Aus diesem Grund kämpft de Wall schon seit 2002 gegen die A 14. Zusammen mit Mitstreitern hat sie das "Aktionsbündnis gegen die A 14" gegründet. Das Aktionsbündnis hat mittlerweile zahlreiche Unterstützer gefunden. Der Bund für Umwelt- und Naturschutz Deutschland (BUND) fördert die Autobahngegner mit Rechtsexperten. Zudem hat de Wall Hilfe von Bürgerinitiativen aus Niedersachsen erhalten. Denn dort soll, parallel zur A 14, die A 39 gebaut werden. Gegen dieses Projekt haben sich unzählige Bürgerinitiativen gebildet, die sich auch mit den A 14-Gegnern solidarisieren. Weniger Unterstützung erhält sie dagegen von den Einheimischen. "Wir sind hier im Osten", beschreibt sie das Problem. "Die Leute sind hier nicht bereit, für ihre Interessen zu kämpfen. Da wirkt noch die autoritäre DDR-Erziehung nach." Erfolglos blieben auch ihre Versuche, lokale Politiker oder den Tourismusverband für den Kampf gegen die A 14 zu gewinnen. Einzig die Grünen sprechen sich gegen das Autobahnprojekt aus. Doch die erhielten bei den letzten Landtagswahlen in der Prignitz nur 1,5 Prozent. Dennoch gibt Okka de Wall ihren Kampf nicht auf. Sie will gegen die Autobahn in Zukunft vor allem gerichtlich vorgehen. Schon jetzt sammelt sie Geld für die Klagen. "Wir werden gegen jeden Bauabschnitt klagen", gibt sich de Wall kämpferisch.

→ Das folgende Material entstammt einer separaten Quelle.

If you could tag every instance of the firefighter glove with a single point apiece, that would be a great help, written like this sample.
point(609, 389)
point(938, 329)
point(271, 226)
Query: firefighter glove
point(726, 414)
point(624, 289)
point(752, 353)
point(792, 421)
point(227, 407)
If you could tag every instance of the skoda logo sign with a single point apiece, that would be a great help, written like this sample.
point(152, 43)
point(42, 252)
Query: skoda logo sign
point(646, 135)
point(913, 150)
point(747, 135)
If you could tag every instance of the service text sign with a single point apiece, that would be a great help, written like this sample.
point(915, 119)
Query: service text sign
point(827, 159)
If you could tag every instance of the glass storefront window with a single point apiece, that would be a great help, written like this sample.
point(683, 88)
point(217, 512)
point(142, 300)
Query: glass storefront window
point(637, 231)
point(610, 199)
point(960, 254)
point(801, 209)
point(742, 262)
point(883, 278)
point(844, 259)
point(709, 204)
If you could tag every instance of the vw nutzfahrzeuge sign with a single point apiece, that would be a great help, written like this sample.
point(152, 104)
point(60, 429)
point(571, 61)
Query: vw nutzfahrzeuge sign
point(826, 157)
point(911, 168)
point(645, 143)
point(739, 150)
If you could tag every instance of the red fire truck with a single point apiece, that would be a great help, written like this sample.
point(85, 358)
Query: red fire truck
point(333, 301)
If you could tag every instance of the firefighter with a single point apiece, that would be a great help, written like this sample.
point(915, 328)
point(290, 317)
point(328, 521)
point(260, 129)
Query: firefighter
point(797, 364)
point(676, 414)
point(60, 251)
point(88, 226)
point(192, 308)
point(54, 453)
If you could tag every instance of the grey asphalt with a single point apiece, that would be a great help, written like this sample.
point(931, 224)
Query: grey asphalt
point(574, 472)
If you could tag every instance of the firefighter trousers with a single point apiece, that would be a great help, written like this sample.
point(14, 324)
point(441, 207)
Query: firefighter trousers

Horst Niemeyer allerdings kann sich für de Walls Ideen nicht erwärmen. "Wenn die Bürger die unberührte Natur so lieben würden, dann hätten wir in der Prignitz keine Abwanderung, sondern einen Zuzug", erklärt er. Deshalb will er auch in Zukunft für die A 14 kämpfen. "Die Gegner können die Autobahn vielleicht verzögern. Verhindern können sie sie nicht", gibt er sich überzeugt.